With the latest James Bond movie, Spectre, starring Daniel Craig in theaters now, Classics of Golf is proud to put the spotlight on Ian Fleming’s Goldfinger (1959), the seventh in the famous spy series, and one of the key golf-related fiction books in our library.
Now you may ask, why is a James Bond novel in the Classics of Golf library at all, let alone being spotlighted. It’s because one of the key scenes in the movie has been described by many as the best golf scene ever to take place on film.
In the Publisher’s Bulletin, Classics of Golf founder, Robert Macdonald wrote that when golf is used in novels it usually appears as background or atmosphere and is rarely central to the plot. The golf in Goldfinger is different. It is vital to both character development and the plot of the book.

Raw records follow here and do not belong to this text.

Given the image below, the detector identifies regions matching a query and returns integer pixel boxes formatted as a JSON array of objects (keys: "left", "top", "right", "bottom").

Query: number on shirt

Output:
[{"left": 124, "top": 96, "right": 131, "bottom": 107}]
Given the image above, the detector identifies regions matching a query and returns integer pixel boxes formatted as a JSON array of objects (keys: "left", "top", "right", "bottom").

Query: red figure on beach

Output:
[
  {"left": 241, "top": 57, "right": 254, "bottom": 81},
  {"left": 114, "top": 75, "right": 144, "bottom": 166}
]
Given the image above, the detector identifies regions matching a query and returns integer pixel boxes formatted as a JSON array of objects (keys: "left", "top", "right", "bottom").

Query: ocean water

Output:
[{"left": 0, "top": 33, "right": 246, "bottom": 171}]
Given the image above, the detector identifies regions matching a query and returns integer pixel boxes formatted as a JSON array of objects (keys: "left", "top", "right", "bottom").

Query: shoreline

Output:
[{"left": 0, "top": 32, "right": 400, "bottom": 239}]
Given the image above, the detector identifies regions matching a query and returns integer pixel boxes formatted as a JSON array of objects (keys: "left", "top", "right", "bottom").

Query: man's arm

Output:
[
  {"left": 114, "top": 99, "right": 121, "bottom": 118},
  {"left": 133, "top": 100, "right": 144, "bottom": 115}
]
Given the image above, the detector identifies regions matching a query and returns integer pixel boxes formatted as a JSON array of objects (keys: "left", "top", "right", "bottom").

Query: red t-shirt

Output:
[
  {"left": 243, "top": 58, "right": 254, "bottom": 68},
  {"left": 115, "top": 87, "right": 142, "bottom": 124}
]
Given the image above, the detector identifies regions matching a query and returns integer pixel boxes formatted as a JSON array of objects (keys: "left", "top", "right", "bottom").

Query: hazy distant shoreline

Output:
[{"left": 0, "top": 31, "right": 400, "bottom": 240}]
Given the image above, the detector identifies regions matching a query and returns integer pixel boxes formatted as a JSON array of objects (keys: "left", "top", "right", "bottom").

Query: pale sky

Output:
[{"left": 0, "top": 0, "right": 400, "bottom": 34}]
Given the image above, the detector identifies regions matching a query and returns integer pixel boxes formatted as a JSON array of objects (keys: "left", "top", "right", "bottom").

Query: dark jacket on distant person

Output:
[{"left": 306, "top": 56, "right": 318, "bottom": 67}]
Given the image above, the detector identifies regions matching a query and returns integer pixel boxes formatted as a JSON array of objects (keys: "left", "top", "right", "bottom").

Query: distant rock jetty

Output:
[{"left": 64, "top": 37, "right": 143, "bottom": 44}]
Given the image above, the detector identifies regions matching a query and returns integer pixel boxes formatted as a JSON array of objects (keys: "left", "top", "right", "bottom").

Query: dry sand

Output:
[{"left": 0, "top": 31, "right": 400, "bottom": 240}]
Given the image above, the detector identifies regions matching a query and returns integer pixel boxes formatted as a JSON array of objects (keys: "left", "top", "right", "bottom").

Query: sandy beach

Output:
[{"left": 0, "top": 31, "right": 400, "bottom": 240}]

Goldfinger opens with an acquaintance of Bond meeting 007 at a Miami airport and requesting that he observe a two-handed Canasta game between himself and the eponymous villain of the novel, Auric Goldfinger. Bond’s friend suspects Goldfinger of cheating, and offers to pay Bond to confirm his suspicions. Bond discovers that Goldfinger’s secretary had been using binoculars to spy on his friend’s hand from her hotel room, and radio the cards to Goldfinger. James forces him to admit his guilt and pay back what he has unfairly won.
007 later learns that Goldfinger is the richest man in England, the world’s top gold smuggler, and treasurer for the Soviet assassination agency SMERSH. Bond then manages to set-up a high-stakes game of golf with Goldfinger, who cheats in their match by switching golf balls. In the end however, Bond beats him at his own game and wins the match.
Ian Fleming himself was an avid and knowledgeable golfer so it comes as no surprise the intricate detail seen in both the novel and movie. He was a 13-handicap player at Royal St. George‘s at Sandwich, the setting for the fictional match between Bond and Goldfinger (called Royal St. Mark’s in the book). Fleming knew the psychological ins and outs of big-money matches from the hardened perspective of a man with 13 strokes.